Bu sosyal reformist politika, ne açlığı, yoksulluğu, sefaleti ortadan kaldırabilir, ne de hafifletebilir. Sorunun nedenleri, sorunu ortaya çıkaran kaynak, orta yerde durdukça, sorunlar ve sonuçları da orta yerde durur; üstelik katlanarak. Türkiye'nin tüm kapitalist gelişme tarihi bize bunu yeterince kanıtlıyor. Bundan bir süre önce yayınlanan bir yazımızda konuya ilişkin şunu söylemiştik:
“Ama, bundan önemlisi, fiyat artışları ya da emekçi sınıfların sürekli ve artan biçimde yoksulluğa, açlığa, sefalete itilmesi kapitalist üretim biçiminin kaçınılmaz sonucudur. Toplumun ürettiği zenginliği giderek daha az elde toplayarak kitleleri açlık ve yoksulluğa sürüklemek kapitalist üretimin temel yasasıdır. Dolayısıyla ne dinci faşist iktidar ne de başka herhangi bir burjuva iktidar, ‘hayat pahallılığı’nı önlemez, önleyemez.

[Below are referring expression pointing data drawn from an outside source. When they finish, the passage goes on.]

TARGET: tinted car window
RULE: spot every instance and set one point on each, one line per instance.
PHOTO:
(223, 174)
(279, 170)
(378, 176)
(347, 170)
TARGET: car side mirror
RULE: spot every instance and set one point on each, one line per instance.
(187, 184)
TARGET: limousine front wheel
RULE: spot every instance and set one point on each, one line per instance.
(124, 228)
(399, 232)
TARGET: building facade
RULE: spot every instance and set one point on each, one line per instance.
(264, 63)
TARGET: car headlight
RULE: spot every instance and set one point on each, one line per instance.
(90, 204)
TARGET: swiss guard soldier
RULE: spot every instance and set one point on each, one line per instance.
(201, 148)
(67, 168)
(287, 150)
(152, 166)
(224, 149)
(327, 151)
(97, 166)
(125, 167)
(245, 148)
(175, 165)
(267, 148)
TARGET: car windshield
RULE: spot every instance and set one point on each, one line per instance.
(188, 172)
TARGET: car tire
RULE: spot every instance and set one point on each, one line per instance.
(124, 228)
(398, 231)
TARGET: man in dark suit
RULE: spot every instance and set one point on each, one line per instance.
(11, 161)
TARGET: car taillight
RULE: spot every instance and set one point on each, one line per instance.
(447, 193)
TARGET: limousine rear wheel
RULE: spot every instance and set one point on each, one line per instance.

Nitekim, tüm kapitalist gelişme tarihi boyunca Türkiye ve Kürdistan'da geçim araçları başta olmak üzere tüm ürünlerin fiyatlarındaki artış sürekli yükselen bir çizgide olmuştur. İnönü'sünden Menderes'ine, Süleyman Demirel'inden Ecevit'ine, 12 Eylül faşist generallerinden 90'lı yılların tüm hükümetlerine, oradan son 20 yılın dinci faşist iktidarına kadar geçmişe kısa ve kaba bir bakış bize bu gerçeği gösterecektir.”
Kapitalizmde emekçi sınıfların giderek ve hızla yoksullaşmaları tek bir nedene; örneğin dar kafalı kimi burjuva iktisatçıların öne sürdükleri gibi, üretim yokluğuna indirgenemez. Kapitalizmde, dar kafalı burjuva iktisatçıların öne sürdükleri gibi üretim kıtlığı değil, üretimin, ürünün bolluğundan söz edilir. Emekçi sınıflar, yoksul kitleler en temel gıda mallarından, temel tüketim mallarından yoksunken, örneğin sebze ve meyvenin tarlalarda, bahçelerde çürümeye terk edilmesi, fabrika depolarının mallarla ağzına kadar tıka basa dolu olması buna örnektir. Kapitalizmde kitlelerin yoksulluğu, sefaleti, açlığı ortaya çıkaran sayısız nedeni vardır.
Tam da bu nedenle, emekçi sınıfların açlık, yoksulluk ve sefaletini ortadan kaldırmak için, burjuva sınıf egemenliğini, kapitalizmi ve bunlarla birlikte burjuva politik iktidarı bir devrimle yıkmaktan başka çare yok.
Devrim, her yönden kendini dayatıyor.